Many students left school after the initial warnings, and administrators decided to dismiss classes at 1 p.m., before the worst of the weather was forecast to hit, Phares said.

But with hundreds of students still huddled inside the school, emergency management officials warned that a possible twister was on the way and advised school officials to hold students until 1:30 p.m., Phares said.

“The storm hit about 1:15,” he said. A wall in one hall collapsed, and the concrete slab roof fell on the victims.

Brittany Ammons, 18, left school about 10 minutes before the tornado struck. She said students in the halls could hear the sirens, but no one panicked.

“We weren’t really worried because we’re always hearing sirens for bad weather,” Ammons said.

Looking at the remains of their school, Ammons and three classmates wondered whether students should have been sent home after the first warnings were issued. But senior Charles Strickland said the carnage would have been far worse if students were trying to leave school during the storm.

“If they’d let us out, they’d be looking at 50 to 300 dead,” Strickland said. He pointed to a parking lot full of students’ vehicles that were thrown around by the twister, with some coming to rest against the building.

“Imagine those kids in the parking lot sitting in those cars,” English teacher Beverly Thompson said.

Mitch Edwards, spokesman for the Alabama Board of Education, said the state has a plan requiring schools to conduct weather drills and review safety plans. But the decision on whether to close schools is left to superintendents and principals.

“It’s a situation where local superintendents and principals are in position to make the best call,” Edwards said. “They try to react based on the best information available.”

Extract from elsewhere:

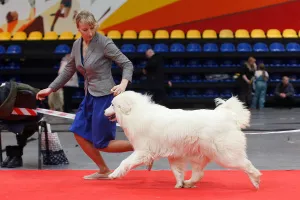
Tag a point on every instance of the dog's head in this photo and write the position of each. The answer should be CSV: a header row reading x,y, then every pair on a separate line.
x,y
125,103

Georgia evacuations, deaths
The massive storm system swept into Georgia later Thursday, with another tornado apparently touching down near the Sumter Regional Hospital in Americus, 117 miles south of Atlanta. It blew out the windows, tossing cars into trees and killing at least two people, said Buzz Weiss of the Georgia Emergency Management Agency.

Doctors, nurses and volunteers had worked into the night to evacuate dozens of patients.